Les analystes rejettent de moins en moins de propositions

La supervision reste au cœur du dispositif. Sur l’ensemble de la période, les analystes ont refusé environ 23% des actions proposées par l’IA. Cette proportion a toutefois nettement diminué: le taux de rejet est passé de 27% en mars à 16% en juin. Parallèlement, la part des actions effectivement réalisées par l’IA est passée de 23% à 41%.

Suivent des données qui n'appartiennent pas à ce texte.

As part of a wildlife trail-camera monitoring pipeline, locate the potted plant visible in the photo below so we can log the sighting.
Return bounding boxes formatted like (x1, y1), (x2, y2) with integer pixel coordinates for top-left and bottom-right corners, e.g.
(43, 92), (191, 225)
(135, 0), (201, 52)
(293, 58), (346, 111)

Fixify y voit le signe que les propositions des agents correspondent progressivement davantage à ce que les analystes sont prêts à approuver. Le fournisseur estime également que ces validations et refus servent de signal d’apprentissage au système. Les données montrent toutefois une évolution sur une période courte, avec des mois de mars et juin incomplets.

La gestion des identités et des accès constitue l’un des principaux terrains d’application de cette automatisation. Parmi les 3147 modifications recensées dans ce domaine, 76,6% concernent l’appartenance à des groupes ou canaux, 14,8% les réinitialisations d’identifiants et 8,5% la gestion du cycle de vie des comptes et applications. Quelque 84,4% de ces changements ont transité par Okta.

Les données à l’origine de nombreux échecs

C’est aussi dans les processus liés aux identités que l’automatisation rencontre le plus de difficultés. Le taux d’échec moyen des 52’689 exécutions de skills atteint 9,6%, mais grimpe à 18,5% pour l’onboarding et l’offboarding et à 13,5% pour l’IAM.

Près de la moitié des échecs, soit 48,5%, surviennent parce que l’utilisateur, le groupe ou la ressource recherchée ne se trouve pas là où l’agent s’attend à la trouver. Les entrées non conformes à ce que le système attend représentent encore 29,3% des cas. Fixify en conclut qu’une grande partie des problèmes tient moins au raisonnement de l’IA qu’à la qualité des données auxquelles elle accède. Des annuaires à jour, des conventions de nommage cohérentes et des intégrations correctement maintenues deviennent ainsi des conditions importantes pour fiabiliser l’automatisation.

Les plans générés par les agents ont eux aussi évolué pendant la période étudiée. Leur taille médiane est passée de 18 à 13 actions, tandis que la proportion d’étapes conditionnelles est tombée de 48% à 25%. Dans le même temps, les agents ont davantage recouru à la replanification lorsque la situation ne correspondait plus au scénario prévu.

Pour Fixify, cette évolution suggère que les systèmes prévoient moins de scénarios alternatifs à l’avance et adaptent davantage leur plan en cours d’exécution. Au-delà du degré d’automatisation, l’étude décrit surtout une évolution du rôle des analystes IT. Les agents prennent davantage en charge les tâches répétitives, tandis que les professionnels examinent leurs propositions, gèrent les exceptions, corrigent leur trajectoire et améliorent les procédures sur lesquelles repose l’automatisation. Le modèle observé reste donc celui d’une autonomie supervisée: l’IA exécute une part croissante du travail, mais l’humain conserve la décision sur les actions proposées.